My biggest takeaway from that class was that things as simple as slopes can have exponentially enormous effects on how a piece of land is engaged with by its human and nonhuman inhabitants. 

The Loblolly stand, unlike Brunnenburg’s vineyards, is exceedingly flat. This flatness, too, informs how the stand is engaged with. The rest of the Guilford woods roll gently, with a few sharper inclines and drops in the northwestern section. It is because of this flatness that the Loblolly stand even exists at all. Land is much easier to farm on when it is flat, so the Loblolly stand made an ideal location for farming some 70 years ago. 

When the Quaker settlers that first came to Guilford county in the 18th century, I wonder if they had any idea the path that the land they farmed on would take. Alternatively, I wonder if the people indigenous to the Greensboro area knew that the farms and fields would eventually cede to forests. 

In Italy, pines were the dominant species in most of the alpine forests I visited. These were towering, branchy, stately trees that refused to sway in the wind. Their canopies were dense and allowed less light to the ground than many of the forests I’ve been in. They had owned the slopes for centuries and showed little sign of yielding. 

The Italian pines have a much steeper environment than the Loblolly.

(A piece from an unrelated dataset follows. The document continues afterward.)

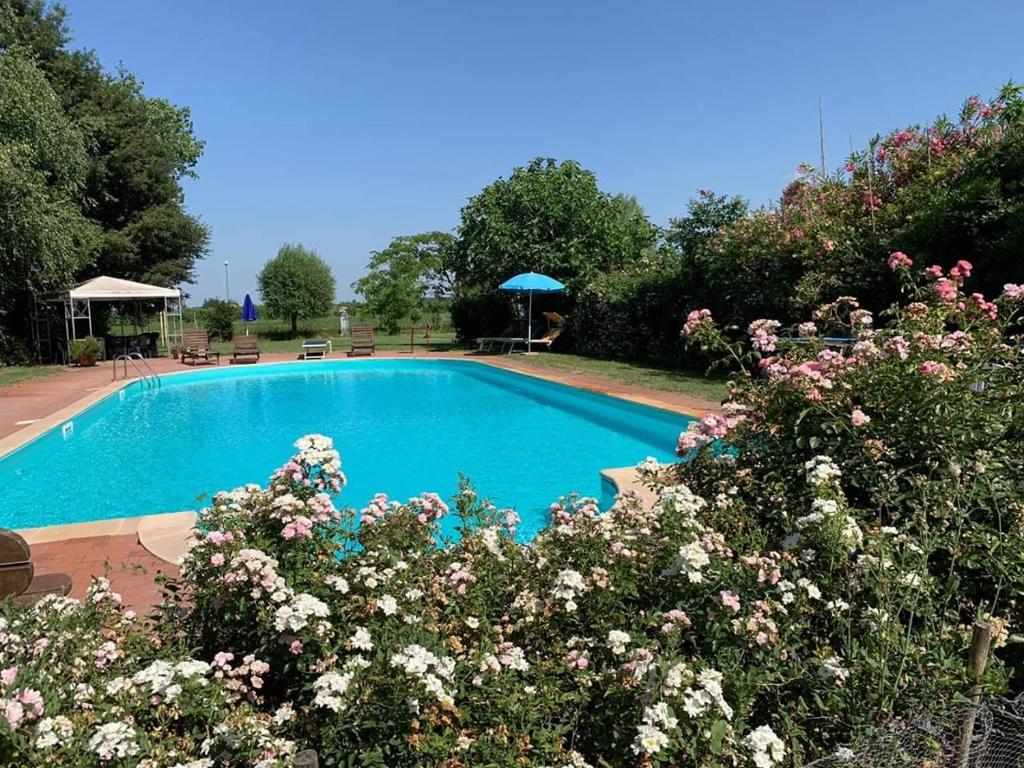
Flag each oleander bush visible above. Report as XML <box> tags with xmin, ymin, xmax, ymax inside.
<box><xmin>0</xmin><ymin>260</ymin><xmax>1024</xmax><ymax>768</ymax></box>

Because of the flatness of their habitat, it seems as though the Loblolly behave differently than their Italian cousins. The Loblolly do not need to fear erosion to the degree that the Italian pines do, nor do they have to hold on to a steep slope. They can sway in the wind without fear of falling off the mountain. Their trunks are more slender, and, unlike other pine species, the Loblolly are a bit top-heavy. 

Because of their comfortable environment, the Loblolly are afforded certain privileges that aren’t granted to trees in less hospitable conditions. Their needles behave differently, too. The Loblolly drop long, triumvirate clusters that get caught on the branches of saplings and hang like ornaments. The Larch and Spruce that grow in Italy have much shorter needles that fall straight to the ground. I’ve come to really love the ornamentation that the Loblolly leave; it’s an endearing interaction with the other trees in their environment. 

Needles hanging on a young Beech.

Flatness is a defining feature of the Loblolly, and I believe it is a major influence on their appearance and behavior. In outdoors circles, I feel like huge mountains and sweeping vistas often get a lot of love, but I have really come to appreciate the perfectness of a flat, forested piece of land. It imbues just as much sublime quality, even if it is not as obvious as an alpine peak.